FiOS Day 2 — post installation checklist
We have FiOS now. The installers from Verizon left at about 2:30 yesterday afternoon, with handsful of cookies from my wife and thanks from me. They started work about 10 am. In the four and a half hours (including a lunch break) in between, they:
- Installed a new wall box (shown) to take the fiber from the street and convert its signal to TV, Internet, and phone
- Ran phone, WAN, and coax into my media panel so that all existing phone, Ethernet, and cable hookups in the house worked
- Leveraged the existing basement drop to connect the living room jack–the only one not already hooked into the media panel–into the media panel
- Installed a new wireless base station
- Ran fiber into the house and lit up the whole network
- Pulled off the old copper line and house-side box
So: Now gone is all but the last remnant of Comcast. Their box is still on the side of the house, but the three splitters that were between their box and the wall are gone. The new TV signal goes directly from the fiber into my media wiring box and gets split once across the five live jacks in the house. No wonder the picture is better. The phone works well too.
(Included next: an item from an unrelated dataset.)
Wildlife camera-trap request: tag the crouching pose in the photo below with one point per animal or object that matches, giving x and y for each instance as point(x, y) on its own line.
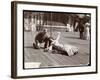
point(66, 48)
point(42, 37)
On the other hand, I’m still working through some Internet issues. I couldn’t get my existing base station, an AirPort Extreme, to see the new base station, so I shut it down temporarily–taking my shared music drive offline. I also wasn’t able to get my two AirPort Express units, which provide networking for the printer and AirTunes to my living room stereo, hooked into the new network, but I suspect that’s easily fixed once I get a little dedicated time.
The punchline? Using the SpeakEasy speed test, I recorded up to about 19.5 Mbps down and about 4.9 Mbps up, at multiple times during the day. That’s comparable to the Comcast up rate but about twice as fast as Comcast down.
FiOS day
It’s an exciting day here at the Jarrett house. The new drop that I mentioned on Friday is a fiber drop. We’re in the middle of a Massachusetts snowstorm, with another three to six inches on top of the ten we got yesterday, and Verizon, God bless ’em, is in my driveway getting ready to run fiber into my basement.
Now that’s service. I don’t know what it says about their customer acquisition metrics and their incentive comp that this guy is willing to trudge around my house and do this, but whatever it is, Harvard or someone should write a case study about it, ’cause it’s working.
What do I get with fiber? One line that replaces cable and phone, 20 Mbit/s down and 5 up, and finally I get to kick Comcast to the curb. Plus, as a bonus, the installer is going to clear out some of the muddle of cable splits that were a legacy of my incremental installation approach, and wire the living room off the central panel. Might even get Cat 5 up there by the time we’re done, who knows?
The number one reason I got FiOS out of that whole list, by the way, was not the speed. Even though it’s twice as fast as what we’re getting from cable right now. (It used to be four times as fast, but Comcast recently did a speed boost.) No, I’m excited because I finally get to give Comcast the finger for filtering Internet traffic based on what application you’re using, and for arbitrarily imposing bandwidth caps. Doesn’t matter if I wouldn’t hit those caps today; the way they made the announcement, the fact that you can’t know if you’re exceeding the caps until they cut you off, and the outrageousness of the fines, all mean that they have no idea how to deal with customers.
I don’t have illusions that Verizon is going to be perfect, but I think they’ll be better. I have evidence that suggests they will be.